July 25, 2014

Examples of Applied Behavior Analysis (ABA) Program Goals

Child with Autism Learns to Wash Hands as an Applied Behavior Analysis (ABA) Goal

One Applied Behavior Analysis (ABA) Goal is to Help Autistic Son Learn to Wash Hands

When we were first looking into starting an applied behavior analysis (ABA) program for our autistic son we weren’t sure exactly what it involved.  All we had heard was that ABA is the foundational treatment for many children with autism and that many autistic children have a huge amount of success with their programs.  That was enough for us to pursue this treatment option for our son.  However, it wasn’t until after we had started the program that we really learned what an ABA program involves.

This post will simply be a list of some of the ABA goals our son has had during his program.  Although we wanted our son to participate in an applied behavior analysis program, we were hesitant in some regards because of our lack of knowledge of what goes on in an ABA program.  It is hoped that this information will be of use to parents interested in the detailed activities of applied behavior analysis.  This is just an outline of the program.  Future posts will elaborate on what each of the individual goals is designed to accomplish.

A Sampling of Applied Behavior Analysis (ABA) Goals

  • Will approach habilitator when a response is required for reinforcement
  • Will put a puzzle with multiple connecting pieces in an insert type frame together
  • Will build a block design from a picture
  • Will create a sequence pattern to match a visual model (i.e. Red, blue, red, blue, red, blue).
  • Will match associated pictures (i.e. Bat and ball, sock and shoe)
  • Will respond to own name
  • Will follow instructions to do a simple motor action (i.e. Blow kiss, hug, slide)
  • Will follow instructions to select one of two reinforcing items (i.e. “Give me the ____”)
  • Will follow instructions to select common objects (i.e. “Point to the _______”)
  • Will take a common object when offered (i.e. “Take this”)
  • Will imitate actions from songs (i.e. Ring Around the Rosy)
  • Will imitate arm and hand movements (i.e. Clap hands)
  • Will label common ongoing actions (i.e. Sleeping, laughing, bouncing)
  • Will fill in words from a song
  • Will wash and dry hands (i.e. Perform each step)
  • Will snip with scissors
  • Will put pants on independently
  • Will match his name card independently in a field of three names
  • Will touch his own body parts (i.e. “Show me your arm”)
  • Will label common objects (i.e. Chair, shoe, boat, swing)
  • Will label pictures of common objects
  • Will label people in his environment (i.e. Mom, dad)
  • Will label four pieces of clothing (i.e. Shoes, socks, shirt, pants)
  • Will return greetings (i.e. “Hi” or “Bye”)
  • Will continue to count to 10 if started with 1, 2,…
  • Will string beads
  • Will place pegs in peg board

These are just some of the ABA goals that our son currently has or has had in his program.  Each of these goals has associated levels.  The first level is not as demanding as the second, third, or fourth level.  For example, the puzzle goal becomes harder with each level.  Level 1 requires that 1 puzzle with at least 5 pieces is put together.  Level 2 requires that 2 puzzles with at least 5 pieces are put together.  Level 3 requires 4 puzzles with at least 5 pieces be assembled.  Finally, level 4 requires that 4 puzzles with at least 8 pieces be put together.  When one level is mastered you proceed to the next level.  A level is considered mastered when the child with autism can accomplish the task between 5 to 7 times in a row.

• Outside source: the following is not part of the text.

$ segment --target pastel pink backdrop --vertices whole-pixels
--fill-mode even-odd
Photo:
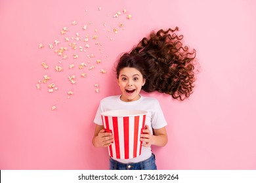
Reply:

The goals in an applied behavior program are designed to help the child develop lacking verbal, social, and motors skills.  Each goal is designed to focus on one particular area.  It might be something as simple as eye contact or something more difficult such as labeling an object using the appropriate word.  The goals help the child fill in developmental gaps.

Starting an ABA program was one of the best decisions we have made for our son with autism.  It is definitely the foundational treatment upon which all other therapies and treatments build.  We have been fortunate to have dedicated and talented habilitators (see The Fantastic Four ABA Habilitators).  We hope that our son will continue to have success as he journeys through his applied behavior analysis program.